Summer Sojourns
Stimulate Your Senses With a Change of Scenery
Summer being the traditional time for les vacances when I was younger, it also meant going away somewhere, whether for a few weeks to my grandmother’s house in rural Alsace, a summer job in Austria, or relief work in Yugoslavia. Whatever the itinerary, the point was to be closer to the season, not to escape it. I came to the custom of a beach holiday fairly late, first on the Riviera (not as glamorous for French people as it sounds to Americans), then as an exchange student on Nantucket with my adoptive American family. The latter was a much more exotic experience, in terms of both landscape (sandy beaches, not the norm in France) and social anthropology.There is a point to travel that is very much like the point of seasonality: it helps our mental organization of time, breaking it up, and makes our overall experience seem fuller. As nature designed us, our senses perk up in any unfamiliar setting, trying to take everything in, feeding information directly to our so-called reptilian cortex, a vestige of a time before we had mastered our surroundings and needed to be watchful for dangers and potential meals. For this reason, Chianti at home doesn’t taste the way it tastes in Tuscany. Lavender bundles even at the Paris markets don’t smell like the air in Provence. The play of the light in Miami is one glory, the play of the light in the Alps another. A change of scene is good for us because it gives all our senses a new world of stimuli to react to.

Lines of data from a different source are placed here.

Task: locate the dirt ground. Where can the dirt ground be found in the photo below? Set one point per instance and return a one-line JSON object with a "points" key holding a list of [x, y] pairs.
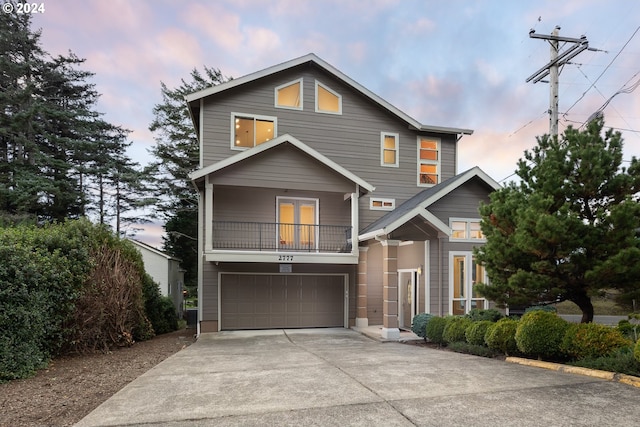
{"points": [[73, 386]]}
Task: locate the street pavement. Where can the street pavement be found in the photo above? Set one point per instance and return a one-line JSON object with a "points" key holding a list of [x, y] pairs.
{"points": [[339, 377]]}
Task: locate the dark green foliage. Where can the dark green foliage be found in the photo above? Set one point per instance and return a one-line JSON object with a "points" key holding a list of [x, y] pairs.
{"points": [[435, 330], [540, 334], [41, 275], [501, 336], [590, 340], [419, 324], [567, 229], [160, 310], [621, 361], [478, 314], [476, 350], [476, 332], [455, 329]]}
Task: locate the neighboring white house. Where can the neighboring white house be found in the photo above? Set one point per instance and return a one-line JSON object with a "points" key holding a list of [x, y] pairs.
{"points": [[165, 270]]}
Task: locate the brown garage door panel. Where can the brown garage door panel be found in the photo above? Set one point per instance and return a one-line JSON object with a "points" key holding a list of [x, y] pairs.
{"points": [[281, 301]]}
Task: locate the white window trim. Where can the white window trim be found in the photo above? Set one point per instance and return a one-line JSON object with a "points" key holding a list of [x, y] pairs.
{"points": [[381, 208], [232, 128], [468, 222], [468, 282], [327, 88], [428, 162], [396, 149], [275, 95]]}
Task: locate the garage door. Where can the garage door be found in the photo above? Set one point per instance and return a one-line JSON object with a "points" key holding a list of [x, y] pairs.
{"points": [[281, 301]]}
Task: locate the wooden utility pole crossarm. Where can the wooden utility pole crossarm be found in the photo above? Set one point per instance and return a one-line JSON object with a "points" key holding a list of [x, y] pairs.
{"points": [[551, 69]]}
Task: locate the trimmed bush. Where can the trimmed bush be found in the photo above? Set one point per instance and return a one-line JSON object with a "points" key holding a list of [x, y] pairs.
{"points": [[476, 331], [540, 334], [419, 324], [435, 330], [501, 336], [478, 314], [455, 329], [590, 340]]}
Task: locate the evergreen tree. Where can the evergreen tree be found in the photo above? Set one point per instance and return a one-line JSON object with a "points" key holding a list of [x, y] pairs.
{"points": [[568, 230], [177, 154]]}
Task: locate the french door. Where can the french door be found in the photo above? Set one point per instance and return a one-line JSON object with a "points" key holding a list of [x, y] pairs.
{"points": [[464, 274], [297, 224]]}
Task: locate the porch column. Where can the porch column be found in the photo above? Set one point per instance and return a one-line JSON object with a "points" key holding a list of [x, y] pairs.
{"points": [[390, 328], [208, 215], [362, 318]]}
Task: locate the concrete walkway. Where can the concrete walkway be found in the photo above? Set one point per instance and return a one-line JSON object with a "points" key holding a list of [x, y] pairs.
{"points": [[338, 377]]}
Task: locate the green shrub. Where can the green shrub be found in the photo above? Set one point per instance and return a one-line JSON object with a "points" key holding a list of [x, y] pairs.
{"points": [[590, 340], [455, 329], [419, 324], [501, 336], [435, 330], [476, 331], [540, 333], [476, 350], [478, 314], [621, 361]]}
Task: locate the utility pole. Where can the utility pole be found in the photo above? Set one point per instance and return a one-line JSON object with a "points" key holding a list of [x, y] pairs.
{"points": [[552, 68]]}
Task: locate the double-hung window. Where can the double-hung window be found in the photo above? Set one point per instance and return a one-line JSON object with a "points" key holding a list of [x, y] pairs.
{"points": [[428, 161], [249, 130], [467, 230], [389, 149]]}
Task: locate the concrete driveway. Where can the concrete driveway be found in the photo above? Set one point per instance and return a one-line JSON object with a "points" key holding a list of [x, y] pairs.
{"points": [[338, 377]]}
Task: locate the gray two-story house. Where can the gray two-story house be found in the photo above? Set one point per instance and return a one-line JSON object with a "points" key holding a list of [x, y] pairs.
{"points": [[322, 205]]}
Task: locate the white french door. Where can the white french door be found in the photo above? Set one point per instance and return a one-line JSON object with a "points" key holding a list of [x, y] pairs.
{"points": [[464, 273]]}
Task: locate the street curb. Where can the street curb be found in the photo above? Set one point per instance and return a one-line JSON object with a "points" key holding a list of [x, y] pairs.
{"points": [[594, 373]]}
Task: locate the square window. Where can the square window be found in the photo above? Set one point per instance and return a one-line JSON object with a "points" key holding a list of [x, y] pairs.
{"points": [[289, 95]]}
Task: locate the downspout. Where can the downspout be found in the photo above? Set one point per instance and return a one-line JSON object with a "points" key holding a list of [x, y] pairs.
{"points": [[440, 290]]}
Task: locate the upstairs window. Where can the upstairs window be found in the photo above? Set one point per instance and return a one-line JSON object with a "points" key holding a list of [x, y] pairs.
{"points": [[289, 95], [389, 149], [428, 161], [250, 130], [327, 100], [466, 229]]}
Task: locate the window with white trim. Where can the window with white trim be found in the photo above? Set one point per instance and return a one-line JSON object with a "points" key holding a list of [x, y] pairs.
{"points": [[289, 95], [327, 100], [466, 229], [428, 161], [249, 130], [389, 149], [377, 204]]}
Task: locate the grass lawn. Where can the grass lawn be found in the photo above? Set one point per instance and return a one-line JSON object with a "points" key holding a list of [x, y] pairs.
{"points": [[601, 306]]}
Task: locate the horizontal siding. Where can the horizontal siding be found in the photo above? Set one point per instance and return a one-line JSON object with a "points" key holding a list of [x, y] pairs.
{"points": [[351, 139]]}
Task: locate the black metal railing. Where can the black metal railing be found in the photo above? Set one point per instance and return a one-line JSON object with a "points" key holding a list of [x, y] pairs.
{"points": [[275, 236]]}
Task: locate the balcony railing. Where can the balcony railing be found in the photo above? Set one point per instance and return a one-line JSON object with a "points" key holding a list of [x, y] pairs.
{"points": [[261, 236]]}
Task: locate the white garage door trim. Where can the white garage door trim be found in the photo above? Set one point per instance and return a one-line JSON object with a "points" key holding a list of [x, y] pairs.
{"points": [[345, 277]]}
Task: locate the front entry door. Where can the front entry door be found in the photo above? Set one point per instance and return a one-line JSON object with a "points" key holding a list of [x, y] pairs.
{"points": [[408, 296]]}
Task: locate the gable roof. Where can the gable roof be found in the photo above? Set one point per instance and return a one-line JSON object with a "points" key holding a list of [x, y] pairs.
{"points": [[417, 205], [153, 250], [194, 98], [283, 139]]}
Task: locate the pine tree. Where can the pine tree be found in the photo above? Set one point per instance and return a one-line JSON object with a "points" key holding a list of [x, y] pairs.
{"points": [[177, 154], [567, 231]]}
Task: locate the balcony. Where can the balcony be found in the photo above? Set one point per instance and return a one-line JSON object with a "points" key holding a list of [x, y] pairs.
{"points": [[281, 242]]}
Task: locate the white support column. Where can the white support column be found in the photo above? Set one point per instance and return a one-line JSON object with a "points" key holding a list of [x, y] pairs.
{"points": [[208, 215]]}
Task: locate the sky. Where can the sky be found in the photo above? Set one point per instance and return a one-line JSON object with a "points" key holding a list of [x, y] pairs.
{"points": [[459, 63]]}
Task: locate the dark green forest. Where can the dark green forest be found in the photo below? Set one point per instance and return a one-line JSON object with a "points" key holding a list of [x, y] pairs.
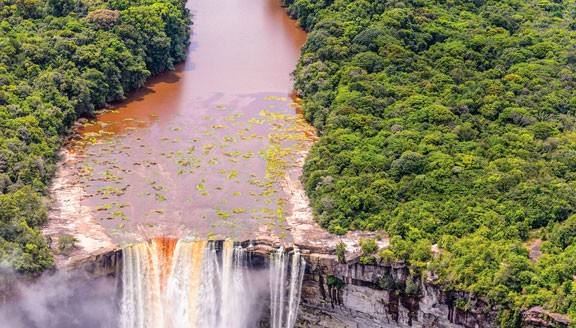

But not everyone seems as clued in to the importance of this phenomenon to overall health. While the serenity of the beach makes it a vacation destination I love—nothing is more meditative than the sea, and a walk along the edge of the surf is the most pleasant of exertions—I have met many women of all ages who think of it as an occasion to lose consciousness. “I just want to veg” is an expression I’ve heard countless times from hardworking people explaining their beach holidays from mindfulness. True, modern living gives us too much to think about, and the world is changing faster than we can make sense of it. The antidote, however, may not be to stop thinking but to think of something else. Being lulled into oblivion by tropical drinks and drowsy heat may not furnish nearly as much rest or renewal as we can be tempted to imagine. It’s just a respite. Occasionally, ça suffit (it’s enough). In general, though, time away is better spent immersing oneself in something different—a landscape, a culture, even a different language, and, bien sûr, a different cuisine. You don’t need to trek through the Atlas Mountains or bobsled to the Arctic. But a sense of place and time—of journey—is vital for me. My years feel fuller for having been marked by incredible moments in unimposing places: an out-of-the way little restaurant in southern Sicily, a small temple near Kyoto, an inn with an aspiring chef in the Massif Central. In such circumstances, gluttony never occurs to you. There you simply feel free.
As I say, it doesn’t have to be exotic, just consistently stimulating. For the past fifteen years, since we first started to rent a house in Provence and especially now that we own one, summer has increasingly been centered on one place. But it’s a place of such intensities that for us it remains an undiscovered country: the heat, the crickets, the lavender, the most bountiful markets, the most mesmeric sunsets—truly a world full of inspiration. Provence is, in a way, my summer state of mind, the dream of perfect abundance and peace that abides with me year-round. It’s not hard getting friends to visit us, although some wonder why I do it so regularly, since taking good care of people can be hard work. Actually, I find it stimulating to help other people relax. My only demand is that they surrender all handheld devices—at least telephonic ones—when they cross our threshold. Some city friends really have a hard time and truly don’t know how to relax. But once the mind is engaged, once we call their attention to this little wonder and that small miracle, the spirit follows.